Implement your own source transformation AD with Julia 66 points by metalwhale on June 11, 2020 | hide | past | favorite | 27 comments

 We have so many AD implementations in Julia now that we actually have infrastructure that separates out the definition of primitive derivate rules from the actual AD mechanism itself, so the rules can be shared amongst all of them. Of course it would be better if there was just one AD to rule them all, but there are tradeoffs in the design space that make that hard. I think having all these different implementations has actually helped crystalize what the design space actually is, what choices need to be made and what the interesting classes of applications are. I think that'll help with the next generation of these tools (disclaimer I just started working on one of those next generation tools yesterday ;) ).
 Thanks for this. Glad to see the Julia community is going strong.

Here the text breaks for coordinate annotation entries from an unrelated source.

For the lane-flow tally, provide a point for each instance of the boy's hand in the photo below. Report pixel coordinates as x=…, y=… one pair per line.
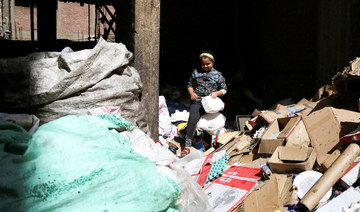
x=193, y=96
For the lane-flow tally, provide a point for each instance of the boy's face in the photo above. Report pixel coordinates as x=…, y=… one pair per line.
x=206, y=64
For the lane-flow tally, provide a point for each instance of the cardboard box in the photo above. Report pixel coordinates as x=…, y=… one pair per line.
x=295, y=133
x=270, y=141
x=279, y=165
x=285, y=111
x=267, y=198
x=326, y=126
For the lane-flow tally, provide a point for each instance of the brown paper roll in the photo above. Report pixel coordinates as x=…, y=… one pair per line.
x=333, y=174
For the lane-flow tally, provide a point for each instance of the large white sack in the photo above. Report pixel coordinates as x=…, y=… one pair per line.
x=212, y=105
x=51, y=85
x=212, y=121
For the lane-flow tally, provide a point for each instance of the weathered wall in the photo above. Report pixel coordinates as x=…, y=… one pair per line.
x=146, y=49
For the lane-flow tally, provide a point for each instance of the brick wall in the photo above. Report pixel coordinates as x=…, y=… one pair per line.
x=72, y=21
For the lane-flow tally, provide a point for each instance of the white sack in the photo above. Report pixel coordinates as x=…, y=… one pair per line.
x=51, y=85
x=212, y=121
x=212, y=105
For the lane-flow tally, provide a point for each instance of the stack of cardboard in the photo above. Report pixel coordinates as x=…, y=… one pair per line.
x=302, y=137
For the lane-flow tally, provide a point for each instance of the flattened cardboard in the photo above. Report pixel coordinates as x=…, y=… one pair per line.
x=289, y=127
x=331, y=159
x=293, y=154
x=224, y=138
x=326, y=126
x=265, y=199
x=287, y=193
x=278, y=166
x=268, y=144
x=271, y=116
x=298, y=137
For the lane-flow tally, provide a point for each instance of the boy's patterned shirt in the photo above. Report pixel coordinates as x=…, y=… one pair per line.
x=204, y=83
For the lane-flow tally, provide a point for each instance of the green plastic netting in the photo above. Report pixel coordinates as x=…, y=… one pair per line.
x=81, y=163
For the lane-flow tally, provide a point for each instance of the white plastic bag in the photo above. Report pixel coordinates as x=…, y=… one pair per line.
x=212, y=121
x=212, y=105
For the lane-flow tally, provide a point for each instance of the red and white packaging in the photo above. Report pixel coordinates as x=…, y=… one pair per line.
x=243, y=173
x=227, y=192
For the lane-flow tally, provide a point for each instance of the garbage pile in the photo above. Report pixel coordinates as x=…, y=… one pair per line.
x=300, y=157
x=90, y=154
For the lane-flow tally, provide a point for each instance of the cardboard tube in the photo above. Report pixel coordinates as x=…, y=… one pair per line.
x=333, y=174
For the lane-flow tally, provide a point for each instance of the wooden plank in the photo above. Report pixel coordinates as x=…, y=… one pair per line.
x=146, y=58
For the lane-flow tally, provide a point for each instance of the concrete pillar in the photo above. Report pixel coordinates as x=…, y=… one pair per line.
x=146, y=49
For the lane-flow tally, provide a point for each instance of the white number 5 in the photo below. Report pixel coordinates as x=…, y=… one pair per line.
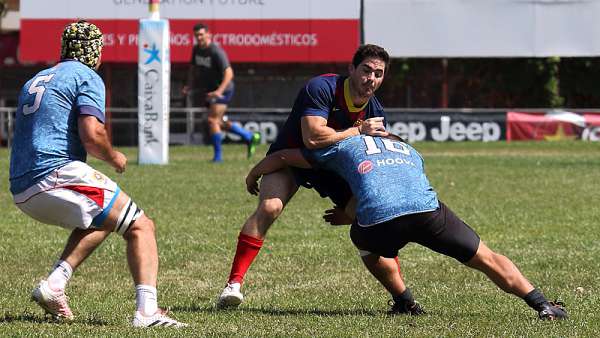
x=38, y=91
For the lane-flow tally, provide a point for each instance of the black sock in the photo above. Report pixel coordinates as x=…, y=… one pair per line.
x=404, y=298
x=535, y=299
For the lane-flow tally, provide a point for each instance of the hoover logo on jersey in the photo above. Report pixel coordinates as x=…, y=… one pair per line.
x=365, y=167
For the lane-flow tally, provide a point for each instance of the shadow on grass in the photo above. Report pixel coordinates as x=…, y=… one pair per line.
x=278, y=312
x=47, y=319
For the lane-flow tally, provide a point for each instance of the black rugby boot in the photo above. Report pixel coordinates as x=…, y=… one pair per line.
x=553, y=311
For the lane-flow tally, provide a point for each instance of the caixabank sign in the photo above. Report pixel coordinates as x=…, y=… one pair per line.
x=463, y=125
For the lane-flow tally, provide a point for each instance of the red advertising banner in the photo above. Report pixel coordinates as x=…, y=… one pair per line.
x=552, y=126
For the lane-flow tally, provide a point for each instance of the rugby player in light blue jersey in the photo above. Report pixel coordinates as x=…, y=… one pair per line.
x=59, y=119
x=395, y=205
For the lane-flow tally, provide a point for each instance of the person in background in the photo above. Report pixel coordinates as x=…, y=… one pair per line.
x=211, y=77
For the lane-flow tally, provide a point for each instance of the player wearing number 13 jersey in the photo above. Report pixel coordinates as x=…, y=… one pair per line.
x=396, y=205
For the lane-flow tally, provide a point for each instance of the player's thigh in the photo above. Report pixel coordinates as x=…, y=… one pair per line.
x=279, y=185
x=124, y=215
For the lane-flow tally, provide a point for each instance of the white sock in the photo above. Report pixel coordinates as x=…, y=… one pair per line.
x=146, y=299
x=60, y=275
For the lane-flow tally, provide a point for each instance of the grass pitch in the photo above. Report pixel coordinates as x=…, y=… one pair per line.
x=534, y=202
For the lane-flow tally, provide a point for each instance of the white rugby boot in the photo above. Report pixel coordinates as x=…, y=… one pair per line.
x=54, y=303
x=231, y=296
x=158, y=319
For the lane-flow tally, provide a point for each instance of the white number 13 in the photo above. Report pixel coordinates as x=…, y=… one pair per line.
x=38, y=91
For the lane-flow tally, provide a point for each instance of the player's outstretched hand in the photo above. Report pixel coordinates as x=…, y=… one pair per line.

At Zebrium we use Julia at the core of our log structuring engine, and talk to it over gRPC. Keep it up!
 Differentiating through control flow has never made sense to me. What does it mean to differentiate the following function: "f(x) = x > 0 ? x : -x"? If you plot this function you get a sharp corner at 0 which means it's not differentiable there because the limit from the left is -1 and the limit from the right is 1. Since 1 =/= -1 the derivative does not exist at 0.So how are AD libraries claiming to differentiate such functions? Is there an implicit assumption that the user knows the derivative does not make sense at 0?Edit: I just tried this and it gives the wrong answer without any hint that it's incorrect:"""julia> ff (generic function with 1 method)julia> f(0), f'(0)(0, -1)julia> f'(1), f'(-1)(1, -1)"""
 Yes, you can just consider it a piecewise differentiable function. That's not usually a problem in practice if you think of the derivatives more as heuristics in a search problem than absolute truth. Obviously how well your optimization works does depend on the differentiability attributes of your underlying function and how well your optimization scheme can handle it.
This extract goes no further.